7. For making front end better we can use bootswatch.com themes. Features like how many people liked the record, and how many viewed the record can be made using gem socialization.

8. A small profile for authors and publishers can be introduced which will have fields like name, his books, his qualification etc.

9. Another feature which can be introduced for the books is comment for receiving users review. This can be simply implemented using gem ‘act_as_commentable’.

A rough timeline for your progress with phases

Duration Description Mile Stone
Before May 27 Before Announcement of Candidates Familiarize with the version control system,code,documentation of spell checker module of SILPA, hunspell working and requirements of project.Try hunspell in malayalam and other languages.
May 28 – June 16 Before Official Coding Period Starts To do self coding with python to further improve my understanding of various concepts involved.Start learning hunspell algorithm.During this period I will remain in constant touch with my mentor to be absolutely clear of my future goals.
June 17 – July 3 Official Coding Period Starts Coding,Testing and Debugging of various features in spell checker.

Starts scripting of various suffix and prefix patterns in malayalam. Start writing affix file for hunspell. Presentation of components to mentor weekly.

July 3 - July 31 Preparing for mid term evaluation Do further scripting for inflecting and agglutinating words.

Scripting for different compound words.Ask help from language communities for further scripting.Submission of files to mentor for evaluation.

Aug 1 - Aug 15 After mid term evaluation Refine the scripting as per mentors suggestions.

Scripting for multi level suffix stripping.

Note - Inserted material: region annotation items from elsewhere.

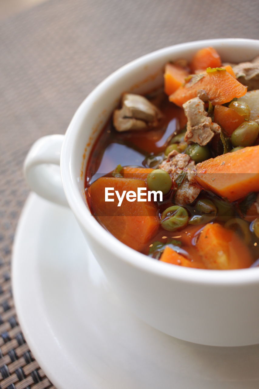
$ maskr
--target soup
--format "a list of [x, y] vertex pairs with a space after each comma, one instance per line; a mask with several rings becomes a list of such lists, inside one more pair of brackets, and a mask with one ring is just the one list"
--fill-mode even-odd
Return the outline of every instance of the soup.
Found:
[[[201, 269], [259, 257], [259, 64], [212, 47], [165, 64], [162, 89], [125, 93], [85, 175], [93, 215], [150, 258]], [[169, 96], [169, 98], [168, 98]]]

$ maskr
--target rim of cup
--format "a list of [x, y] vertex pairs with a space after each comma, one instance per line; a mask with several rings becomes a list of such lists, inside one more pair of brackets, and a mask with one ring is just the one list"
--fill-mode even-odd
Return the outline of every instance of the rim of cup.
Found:
[[[148, 63], [154, 63], [158, 58], [170, 54], [174, 55], [188, 48], [198, 49], [206, 46], [223, 45], [240, 50], [245, 47], [251, 51], [258, 49], [259, 40], [239, 38], [207, 39], [179, 44], [152, 52], [124, 65], [108, 76], [91, 92], [84, 100], [74, 115], [66, 133], [62, 147], [61, 168], [63, 185], [70, 206], [80, 224], [84, 226], [91, 238], [98, 240], [105, 249], [115, 256], [120, 257], [140, 270], [147, 272], [158, 277], [177, 280], [188, 283], [224, 286], [256, 284], [259, 282], [259, 267], [228, 270], [212, 270], [193, 269], [161, 263], [131, 248], [118, 240], [108, 232], [93, 216], [84, 202], [78, 187], [79, 175], [73, 170], [73, 156], [75, 152], [75, 144], [79, 135], [80, 126], [86, 115], [91, 112], [101, 95], [105, 93], [115, 82], [121, 79], [129, 72], [143, 68]], [[255, 56], [256, 55], [255, 53]], [[120, 96], [118, 96], [119, 98]], [[91, 147], [93, 147], [91, 145]], [[104, 255], [105, 252], [104, 251]]]

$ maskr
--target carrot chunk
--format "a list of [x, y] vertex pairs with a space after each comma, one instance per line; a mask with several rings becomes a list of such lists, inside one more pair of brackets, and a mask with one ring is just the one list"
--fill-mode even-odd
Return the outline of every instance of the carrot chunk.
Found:
[[164, 74], [164, 92], [168, 96], [176, 90], [184, 82], [189, 73], [178, 65], [167, 63]]
[[230, 202], [259, 191], [259, 145], [211, 158], [197, 165], [197, 182]]
[[234, 97], [241, 97], [246, 93], [247, 87], [224, 70], [206, 72], [195, 82], [195, 77], [198, 76], [194, 76], [184, 86], [178, 88], [169, 96], [170, 101], [182, 107], [186, 102], [197, 96], [198, 91], [203, 89], [215, 105], [228, 103]]
[[155, 234], [159, 226], [157, 209], [152, 202], [130, 202], [125, 197], [120, 207], [116, 194], [114, 202], [105, 201], [105, 188], [112, 187], [120, 196], [123, 191], [137, 193], [138, 187], [145, 187], [143, 180], [102, 177], [88, 189], [93, 213], [105, 228], [117, 239], [132, 249], [141, 251]]
[[196, 247], [208, 269], [242, 269], [252, 263], [248, 248], [235, 233], [217, 223], [205, 226]]
[[145, 180], [150, 173], [154, 169], [147, 168], [135, 168], [130, 166], [125, 166], [121, 171], [125, 178], [137, 178], [139, 180]]
[[226, 69], [228, 73], [229, 73], [229, 74], [231, 74], [232, 77], [234, 77], [234, 78], [236, 78], [232, 67], [230, 65], [226, 65], [226, 66], [220, 66], [220, 67], [223, 69]]
[[205, 70], [207, 68], [219, 68], [221, 66], [221, 60], [215, 49], [212, 47], [205, 47], [197, 52], [191, 63], [193, 73], [198, 69]]
[[166, 247], [160, 257], [160, 260], [163, 262], [172, 263], [178, 266], [184, 266], [185, 267], [205, 268], [204, 265], [201, 262], [187, 259], [183, 256], [175, 251], [174, 250], [169, 246]]
[[185, 246], [191, 246], [193, 244], [193, 238], [196, 234], [201, 231], [205, 225], [204, 224], [198, 226], [189, 224], [180, 231], [181, 237], [179, 238], [179, 240]]
[[244, 120], [243, 116], [239, 115], [234, 109], [223, 105], [215, 106], [214, 121], [221, 126], [229, 136]]

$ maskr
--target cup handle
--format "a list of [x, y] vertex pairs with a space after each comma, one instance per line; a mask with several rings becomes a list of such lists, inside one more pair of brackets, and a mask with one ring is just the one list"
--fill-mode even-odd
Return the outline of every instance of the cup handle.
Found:
[[49, 135], [37, 140], [26, 157], [23, 171], [34, 192], [47, 200], [68, 207], [60, 168], [64, 138], [63, 135]]

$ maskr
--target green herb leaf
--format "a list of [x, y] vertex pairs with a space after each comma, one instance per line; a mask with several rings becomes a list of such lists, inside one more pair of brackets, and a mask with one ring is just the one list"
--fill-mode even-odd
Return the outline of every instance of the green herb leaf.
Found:
[[121, 178], [123, 176], [122, 174], [121, 174], [121, 172], [123, 168], [121, 165], [118, 165], [114, 169], [114, 170], [112, 173], [112, 175], [113, 177], [117, 177], [117, 178]]
[[194, 85], [204, 77], [204, 74], [191, 74], [185, 79], [185, 86], [186, 88], [189, 88]]
[[256, 200], [257, 194], [254, 192], [252, 192], [248, 194], [243, 201], [239, 204], [239, 209], [242, 215], [246, 216], [247, 211]]
[[225, 136], [222, 131], [220, 132], [220, 140], [224, 147], [223, 154], [226, 154], [227, 152], [229, 152], [231, 148], [230, 142], [229, 138]]
[[209, 107], [208, 109], [208, 116], [209, 116], [210, 117], [211, 117], [212, 121], [213, 121], [213, 119], [214, 119], [214, 108], [213, 108], [213, 105], [211, 103], [210, 101], [209, 101]]
[[185, 176], [187, 174], [187, 172], [182, 172], [175, 180], [175, 182], [178, 187], [180, 186], [182, 184], [183, 181], [185, 178]]
[[223, 68], [207, 68], [206, 69], [206, 72], [207, 73], [215, 73], [215, 72], [218, 71], [224, 71], [226, 72], [226, 69], [224, 69]]
[[161, 242], [156, 240], [149, 247], [149, 255], [156, 259], [159, 259], [164, 250], [166, 246], [170, 246], [172, 248], [175, 247], [181, 247], [182, 242], [176, 239], [168, 239], [165, 242]]

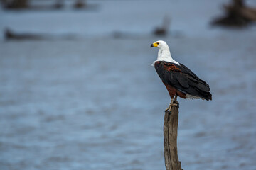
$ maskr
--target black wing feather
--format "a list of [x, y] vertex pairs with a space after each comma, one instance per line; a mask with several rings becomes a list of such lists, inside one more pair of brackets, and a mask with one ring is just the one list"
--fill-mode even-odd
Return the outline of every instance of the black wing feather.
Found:
[[209, 85], [185, 65], [158, 61], [155, 63], [155, 69], [164, 83], [189, 95], [211, 100]]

Making changes so as to improve functionality.

August 16 - August 29 Before Final stage Implement multi suffix stripping property.

Completion of affix and dictionary files. Most of the time will be used for rigorous testing.

August 30 - September 10 Final Stage Documentation of the project.


A buffer of one week has been kept for unpredictable delay.

Tell us something about you have created

1.Event management for www.schoolmitra.com
2.Alert notification on mobile and email
3.Bulletin Board feature for schoolmitra for daily updates of school.
4.A basic beginner blog application http://deepakkeshri.herokuapp.com/

Have you communicated with a potential mentor? If so who?

Yeah I have communicated with Ershad Sir. He was very helping and understanding towards me.